In data 7.10.2022, la Commissione Straordinaria di Liquidazione del Comune di Villaricca con le Delibere nn. 73 e 75 del 9.11.2022 disponeva l’acquisizione ex art. 42 bis, D.P.R. n. 327/2001, delle aree di proprietà degli odierni ricorrenti.

Contro queste determinazioni F L e F L hanno depositato, in data 14.11.2022, un atto denominato “incidente di esecuzione” con il quale hanno lamentato:

- la nullità delle Delibere nn. 73 del 7.10.2022 e 75 del 9.11.2022 con le quali è stata disposta l’acquisizione ex art. 42 bis del D.P.R. n. 327/2001 delle aree di loro proprietà da parte della Commissione Straordinaria di Liquidazione del Comune di Villaricca, in quanto affette da “ non conformità, alla normativa applicabile ed alle pronunce giurisdizionali di cui si chiede l’ottemperanza, degli atti e dei criteri coi quali sono stati effettuati i calcoli di acquisizione ”;

- la violazione del giudicato recato dalla sentenza n. 1511 del 2012, la quale aveva stabilito che il risarcimento del danno avrebbe dovuto calcolarsi nella misura del 5% del valore venale del suolo al momento della cessione dello stesso al Comune;

- la mancata comunicazione di avvio del procedimento finalizzato all’adozione del provvedimento ex art. 42 bis, D.P.R. n. 327/2001.

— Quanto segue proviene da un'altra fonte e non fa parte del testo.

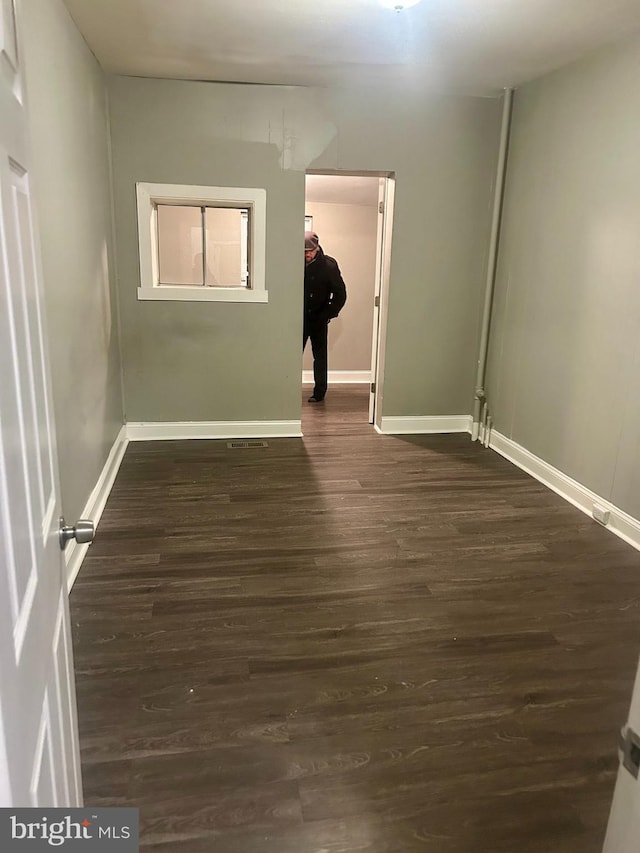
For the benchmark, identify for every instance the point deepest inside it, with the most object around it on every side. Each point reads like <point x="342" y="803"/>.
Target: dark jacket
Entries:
<point x="324" y="290"/>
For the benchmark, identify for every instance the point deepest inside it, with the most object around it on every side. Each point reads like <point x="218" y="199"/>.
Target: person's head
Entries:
<point x="311" y="246"/>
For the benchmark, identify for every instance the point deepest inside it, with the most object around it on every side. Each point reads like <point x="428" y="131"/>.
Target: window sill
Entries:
<point x="201" y="294"/>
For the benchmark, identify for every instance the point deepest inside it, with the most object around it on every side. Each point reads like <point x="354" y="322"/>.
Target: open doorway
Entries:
<point x="352" y="215"/>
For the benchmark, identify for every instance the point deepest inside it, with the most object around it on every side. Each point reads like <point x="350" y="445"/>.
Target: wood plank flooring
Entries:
<point x="352" y="643"/>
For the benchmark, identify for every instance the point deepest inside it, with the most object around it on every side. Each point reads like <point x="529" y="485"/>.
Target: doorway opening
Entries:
<point x="352" y="213"/>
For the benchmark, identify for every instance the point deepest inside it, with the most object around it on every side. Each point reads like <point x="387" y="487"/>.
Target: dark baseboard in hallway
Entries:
<point x="352" y="643"/>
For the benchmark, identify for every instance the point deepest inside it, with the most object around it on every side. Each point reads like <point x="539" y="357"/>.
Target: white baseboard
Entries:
<point x="74" y="554"/>
<point x="167" y="431"/>
<point x="620" y="522"/>
<point x="340" y="377"/>
<point x="425" y="424"/>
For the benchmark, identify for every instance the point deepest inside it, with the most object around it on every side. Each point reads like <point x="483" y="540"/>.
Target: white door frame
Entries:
<point x="39" y="752"/>
<point x="384" y="234"/>
<point x="623" y="830"/>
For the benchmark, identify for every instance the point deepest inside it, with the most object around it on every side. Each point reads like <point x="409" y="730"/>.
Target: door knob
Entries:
<point x="83" y="532"/>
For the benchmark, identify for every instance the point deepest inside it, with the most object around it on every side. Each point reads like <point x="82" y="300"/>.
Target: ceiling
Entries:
<point x="342" y="189"/>
<point x="473" y="46"/>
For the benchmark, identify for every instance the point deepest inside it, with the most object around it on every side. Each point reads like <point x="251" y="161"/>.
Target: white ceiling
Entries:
<point x="475" y="46"/>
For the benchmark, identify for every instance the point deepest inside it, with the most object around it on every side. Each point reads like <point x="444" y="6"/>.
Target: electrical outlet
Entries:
<point x="601" y="514"/>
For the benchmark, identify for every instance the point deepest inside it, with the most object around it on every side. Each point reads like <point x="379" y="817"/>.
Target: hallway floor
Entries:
<point x="352" y="643"/>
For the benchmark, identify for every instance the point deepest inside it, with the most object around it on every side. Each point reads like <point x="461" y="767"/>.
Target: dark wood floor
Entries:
<point x="352" y="642"/>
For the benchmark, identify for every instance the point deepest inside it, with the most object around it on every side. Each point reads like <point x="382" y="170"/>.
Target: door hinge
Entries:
<point x="630" y="751"/>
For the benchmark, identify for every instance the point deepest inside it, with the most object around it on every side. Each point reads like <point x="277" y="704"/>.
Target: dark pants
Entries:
<point x="318" y="332"/>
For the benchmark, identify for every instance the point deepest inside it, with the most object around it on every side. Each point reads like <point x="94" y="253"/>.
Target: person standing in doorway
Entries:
<point x="324" y="297"/>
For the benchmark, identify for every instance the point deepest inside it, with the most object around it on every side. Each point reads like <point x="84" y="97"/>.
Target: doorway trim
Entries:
<point x="386" y="201"/>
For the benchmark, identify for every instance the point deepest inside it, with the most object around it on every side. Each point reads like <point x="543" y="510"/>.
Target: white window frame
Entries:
<point x="253" y="198"/>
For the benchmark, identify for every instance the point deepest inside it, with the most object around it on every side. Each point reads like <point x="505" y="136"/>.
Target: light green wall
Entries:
<point x="564" y="367"/>
<point x="67" y="101"/>
<point x="221" y="361"/>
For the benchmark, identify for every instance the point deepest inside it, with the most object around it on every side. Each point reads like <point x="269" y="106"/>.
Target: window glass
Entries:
<point x="226" y="247"/>
<point x="179" y="244"/>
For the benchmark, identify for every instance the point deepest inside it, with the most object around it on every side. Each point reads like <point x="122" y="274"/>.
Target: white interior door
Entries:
<point x="623" y="832"/>
<point x="39" y="757"/>
<point x="383" y="260"/>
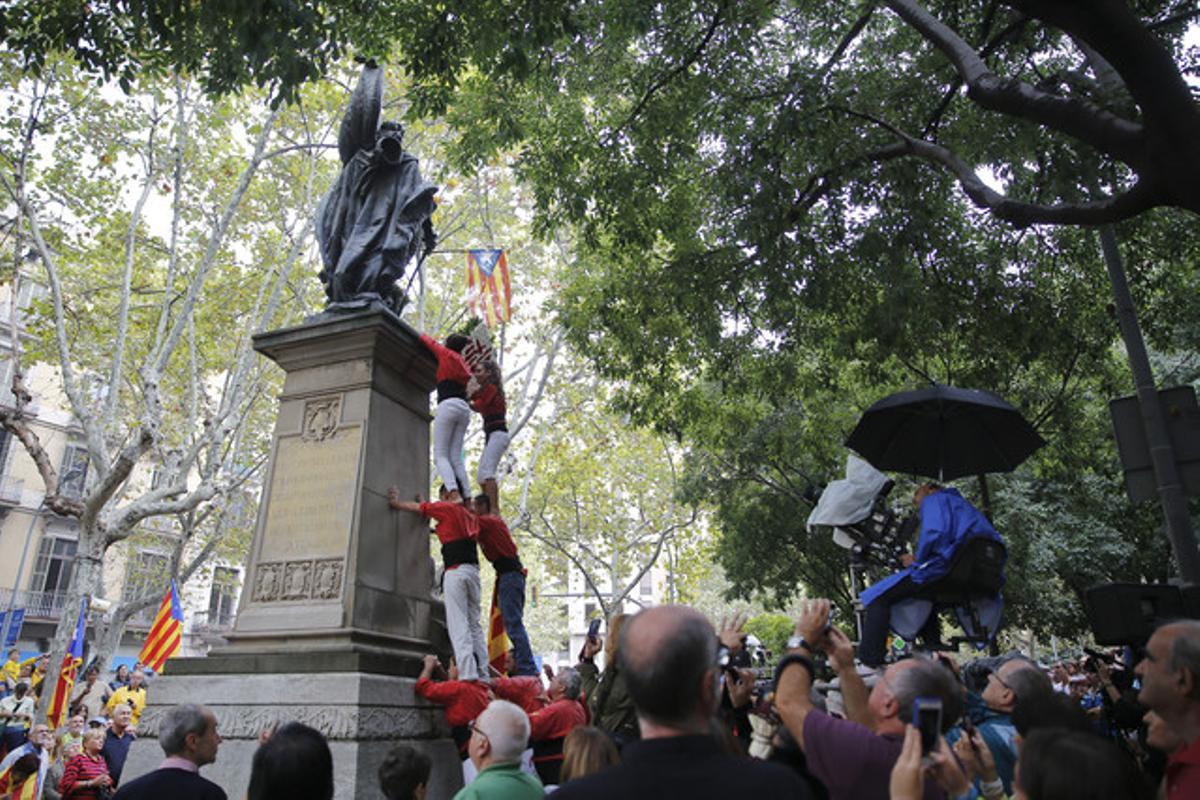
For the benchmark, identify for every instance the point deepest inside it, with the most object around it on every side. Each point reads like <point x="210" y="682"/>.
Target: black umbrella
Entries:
<point x="943" y="433"/>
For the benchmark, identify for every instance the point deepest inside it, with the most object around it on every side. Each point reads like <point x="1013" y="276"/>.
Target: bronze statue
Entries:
<point x="376" y="217"/>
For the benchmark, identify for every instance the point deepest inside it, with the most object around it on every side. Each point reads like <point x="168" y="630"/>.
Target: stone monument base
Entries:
<point x="363" y="714"/>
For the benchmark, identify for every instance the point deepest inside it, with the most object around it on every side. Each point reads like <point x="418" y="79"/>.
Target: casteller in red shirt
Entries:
<point x="455" y="522"/>
<point x="496" y="541"/>
<point x="462" y="699"/>
<point x="453" y="371"/>
<point x="523" y="690"/>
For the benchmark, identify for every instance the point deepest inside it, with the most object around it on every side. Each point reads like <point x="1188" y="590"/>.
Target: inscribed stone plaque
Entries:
<point x="311" y="506"/>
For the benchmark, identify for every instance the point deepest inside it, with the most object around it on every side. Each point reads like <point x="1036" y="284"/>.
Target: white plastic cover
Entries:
<point x="849" y="501"/>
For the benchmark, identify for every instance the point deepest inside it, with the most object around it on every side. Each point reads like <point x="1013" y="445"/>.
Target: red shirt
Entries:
<point x="525" y="691"/>
<point x="1183" y="773"/>
<point x="451" y="365"/>
<point x="495" y="539"/>
<point x="454" y="521"/>
<point x="463" y="699"/>
<point x="557" y="720"/>
<point x="79" y="770"/>
<point x="487" y="401"/>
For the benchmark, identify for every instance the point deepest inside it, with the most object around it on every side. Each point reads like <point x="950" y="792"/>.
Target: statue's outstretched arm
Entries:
<point x="361" y="118"/>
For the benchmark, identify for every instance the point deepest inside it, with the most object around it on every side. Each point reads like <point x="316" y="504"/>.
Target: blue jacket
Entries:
<point x="947" y="521"/>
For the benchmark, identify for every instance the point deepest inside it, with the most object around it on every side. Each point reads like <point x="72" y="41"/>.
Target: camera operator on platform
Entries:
<point x="947" y="522"/>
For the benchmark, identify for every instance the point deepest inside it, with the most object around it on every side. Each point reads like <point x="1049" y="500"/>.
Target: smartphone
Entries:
<point x="927" y="715"/>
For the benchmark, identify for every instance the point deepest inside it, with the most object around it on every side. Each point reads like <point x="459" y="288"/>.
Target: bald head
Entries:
<point x="507" y="728"/>
<point x="667" y="655"/>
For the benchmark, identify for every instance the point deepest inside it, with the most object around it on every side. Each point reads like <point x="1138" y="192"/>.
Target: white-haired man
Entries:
<point x="497" y="739"/>
<point x="189" y="738"/>
<point x="1170" y="686"/>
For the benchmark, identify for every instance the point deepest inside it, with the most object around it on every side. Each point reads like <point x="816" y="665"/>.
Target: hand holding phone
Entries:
<point x="927" y="715"/>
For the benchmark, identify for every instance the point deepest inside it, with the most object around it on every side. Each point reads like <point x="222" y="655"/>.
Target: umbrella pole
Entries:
<point x="984" y="495"/>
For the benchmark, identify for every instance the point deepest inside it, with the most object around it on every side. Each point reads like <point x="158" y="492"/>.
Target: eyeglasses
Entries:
<point x="1001" y="681"/>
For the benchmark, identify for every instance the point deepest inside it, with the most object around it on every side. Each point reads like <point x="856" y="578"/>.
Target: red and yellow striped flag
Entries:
<point x="167" y="632"/>
<point x="498" y="642"/>
<point x="487" y="286"/>
<point x="71" y="661"/>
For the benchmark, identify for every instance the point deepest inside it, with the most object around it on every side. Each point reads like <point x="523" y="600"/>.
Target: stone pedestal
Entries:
<point x="335" y="609"/>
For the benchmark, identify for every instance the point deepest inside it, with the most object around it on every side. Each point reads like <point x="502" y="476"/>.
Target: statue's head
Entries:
<point x="390" y="142"/>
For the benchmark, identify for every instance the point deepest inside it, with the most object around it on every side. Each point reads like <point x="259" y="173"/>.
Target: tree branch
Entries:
<point x="1109" y="133"/>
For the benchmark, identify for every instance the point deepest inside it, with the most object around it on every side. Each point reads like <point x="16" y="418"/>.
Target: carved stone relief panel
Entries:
<point x="303" y="579"/>
<point x="321" y="419"/>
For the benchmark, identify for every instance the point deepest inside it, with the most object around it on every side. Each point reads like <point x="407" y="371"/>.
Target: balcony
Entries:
<point x="11" y="491"/>
<point x="211" y="623"/>
<point x="42" y="606"/>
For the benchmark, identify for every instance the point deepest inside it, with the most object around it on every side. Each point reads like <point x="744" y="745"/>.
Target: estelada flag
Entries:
<point x="166" y="633"/>
<point x="71" y="661"/>
<point x="498" y="642"/>
<point x="487" y="286"/>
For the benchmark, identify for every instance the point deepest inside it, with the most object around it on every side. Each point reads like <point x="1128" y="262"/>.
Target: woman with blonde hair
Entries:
<point x="586" y="751"/>
<point x="87" y="775"/>
<point x="612" y="708"/>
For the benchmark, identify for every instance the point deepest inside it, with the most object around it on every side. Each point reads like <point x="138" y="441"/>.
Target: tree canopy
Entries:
<point x="785" y="210"/>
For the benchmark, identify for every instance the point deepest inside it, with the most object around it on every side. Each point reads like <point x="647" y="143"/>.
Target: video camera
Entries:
<point x="857" y="510"/>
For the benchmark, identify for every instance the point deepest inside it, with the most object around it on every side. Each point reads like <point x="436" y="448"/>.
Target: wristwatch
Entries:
<point x="795" y="642"/>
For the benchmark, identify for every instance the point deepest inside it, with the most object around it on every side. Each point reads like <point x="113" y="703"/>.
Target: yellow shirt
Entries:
<point x="135" y="697"/>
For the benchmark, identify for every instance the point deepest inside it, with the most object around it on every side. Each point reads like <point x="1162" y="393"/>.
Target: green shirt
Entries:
<point x="503" y="782"/>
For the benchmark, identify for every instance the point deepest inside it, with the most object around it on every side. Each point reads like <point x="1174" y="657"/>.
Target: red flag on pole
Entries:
<point x="487" y="286"/>
<point x="498" y="642"/>
<point x="166" y="633"/>
<point x="71" y="661"/>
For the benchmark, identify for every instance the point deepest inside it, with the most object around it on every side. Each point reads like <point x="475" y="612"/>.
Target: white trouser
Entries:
<point x="460" y="593"/>
<point x="497" y="443"/>
<point x="449" y="431"/>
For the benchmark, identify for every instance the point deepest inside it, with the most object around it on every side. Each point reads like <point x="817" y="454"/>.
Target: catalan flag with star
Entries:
<point x="71" y="661"/>
<point x="487" y="286"/>
<point x="166" y="633"/>
<point x="498" y="642"/>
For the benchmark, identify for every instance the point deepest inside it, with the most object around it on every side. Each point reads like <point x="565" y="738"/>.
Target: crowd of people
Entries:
<point x="87" y="755"/>
<point x="705" y="726"/>
<point x="676" y="713"/>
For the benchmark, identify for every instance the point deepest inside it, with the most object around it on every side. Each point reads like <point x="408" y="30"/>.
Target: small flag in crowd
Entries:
<point x="166" y="633"/>
<point x="71" y="661"/>
<point x="497" y="637"/>
<point x="487" y="284"/>
<point x="31" y="789"/>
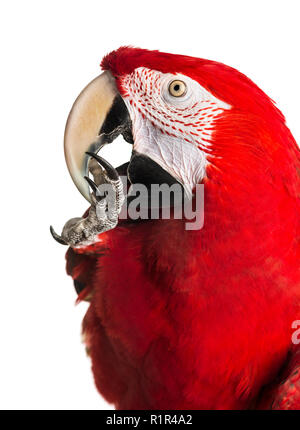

In data 20.12.2022 si è costituito nel presente giudizio il Comune di Villaricca, chiedendo di dichiarare il presente ricorso inammissibile e, in ogni caso, infondato.

In vista della Camera di consiglio del 23 febbraio 2023, le parti hanno depositato memorie e repliche con le quali hanno ribadito e ulteriormente argomentato le ragioni poste a sostegno delle rispettive posizioni.

La causa è stata trattenuta in decisione in data 23 febbraio 2023.

All’udienza odierna, il Presidente ha avvisato le parti, ai sensi dell’art. 73, co. 3 c.p.a.. dandone atto a verbale, della possibilità che il ricorso fosse dichiarato inammissibile per difetto di specificità dei motivi di ricorso.

L’incidente di esecuzione è inammissibile a causa del fatto che nel ricorso non si distingue chiaramente la parte in fatto da quella in diritto e conseguentemente non si individuano esattamente le specifiche censure proposte.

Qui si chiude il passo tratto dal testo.